Donnelly is up for the responsibility of listening to fans with similar experiences. “I definitely preserve energy for it. Obviously, the content of what we talk about is heavy as fuck. And, y’know, it’s pretty full on but I wrote that song for a reason.”
This of course attracts keyboard warriors who want to take pot-shots. They don’t bother Donnelly, though – quite the opposite. “Generally, I know I’ve done something good if the comments are bad,” she says, her smile so bright she makes the room shrink.
It’s this murky space on the internet that helped Donnelly write ‘Restricted Account’, which she calls a love song to herself.

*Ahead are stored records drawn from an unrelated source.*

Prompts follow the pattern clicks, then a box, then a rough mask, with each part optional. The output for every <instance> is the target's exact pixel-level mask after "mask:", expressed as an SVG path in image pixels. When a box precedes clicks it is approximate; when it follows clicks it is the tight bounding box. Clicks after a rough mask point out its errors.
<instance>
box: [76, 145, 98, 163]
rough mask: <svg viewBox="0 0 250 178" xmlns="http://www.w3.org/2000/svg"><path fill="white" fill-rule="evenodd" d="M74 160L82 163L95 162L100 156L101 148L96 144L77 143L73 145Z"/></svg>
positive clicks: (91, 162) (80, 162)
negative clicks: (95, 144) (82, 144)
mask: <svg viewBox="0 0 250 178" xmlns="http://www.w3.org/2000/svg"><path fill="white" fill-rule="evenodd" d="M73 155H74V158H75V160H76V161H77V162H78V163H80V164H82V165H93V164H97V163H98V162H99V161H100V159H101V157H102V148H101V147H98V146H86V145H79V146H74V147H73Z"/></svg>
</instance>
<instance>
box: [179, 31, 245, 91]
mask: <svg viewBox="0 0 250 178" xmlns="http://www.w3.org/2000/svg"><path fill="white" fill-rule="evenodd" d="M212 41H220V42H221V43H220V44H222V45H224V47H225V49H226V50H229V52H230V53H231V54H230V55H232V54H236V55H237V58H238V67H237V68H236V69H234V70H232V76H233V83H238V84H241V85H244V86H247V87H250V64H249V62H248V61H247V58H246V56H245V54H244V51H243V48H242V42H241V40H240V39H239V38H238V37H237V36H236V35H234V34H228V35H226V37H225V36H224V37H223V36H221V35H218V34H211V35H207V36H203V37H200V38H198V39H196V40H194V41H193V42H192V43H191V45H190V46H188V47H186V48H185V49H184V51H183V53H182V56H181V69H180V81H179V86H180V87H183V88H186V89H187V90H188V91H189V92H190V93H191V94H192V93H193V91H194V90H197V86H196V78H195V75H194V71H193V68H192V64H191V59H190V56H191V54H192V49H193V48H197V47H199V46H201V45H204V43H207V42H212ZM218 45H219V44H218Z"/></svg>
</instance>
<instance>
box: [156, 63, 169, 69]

“’Restricted Account’ is when I put myself into the mindset of a stalker. It’s my ‘Every Breath You Take’.” Donnelly inhabited the parasocial headspace of a real fan who was contacting her. “I wanted to channel that devotion. I had this person who was kind of just writing me paragraphs in my DMs on Instagram, and then I blocked that, and then they’d get another account. It wasn’t at all malicious or unsafe. I was their diary in a weird way.”
‘Flood’ has moments of levity, such as latest single ‘How Was Your Day?’, a track Donnelly road-tested when she toured Europe with her boyfriend’s band Rolling Blackouts Coastal Fever.
“I said ‘Right, we’re doing a cheesy singalong, everyone.’ We did it in Manchester and it was like ‘‘Ow was yer dayyyyyee, ‘ow was yer day!’” she sings.
“The German crowds were so polite. We supported Mitski in Utrecht and Berlin. Her crowd were very young TikTok fans who are amazingly supportive, screaming and lighting their phone torches up and throwing roses as soon as we walked out on stage.”
Stella Donnelly the fun aunty is back and ready to tour. We’ve finished our food and the next interviewer is about to call, but before NME wings it, our eyes drift back to the Banded Stilts.
“That cluster, everyone kind of locked in together into this space – I wanted to find a way to, like, open the doors and let that all out,” she says, then chirps:
“I just came up with that, stop the tape!”
Stella Donnelly‘s ‘Flood’ is out now on Secretly Canadian.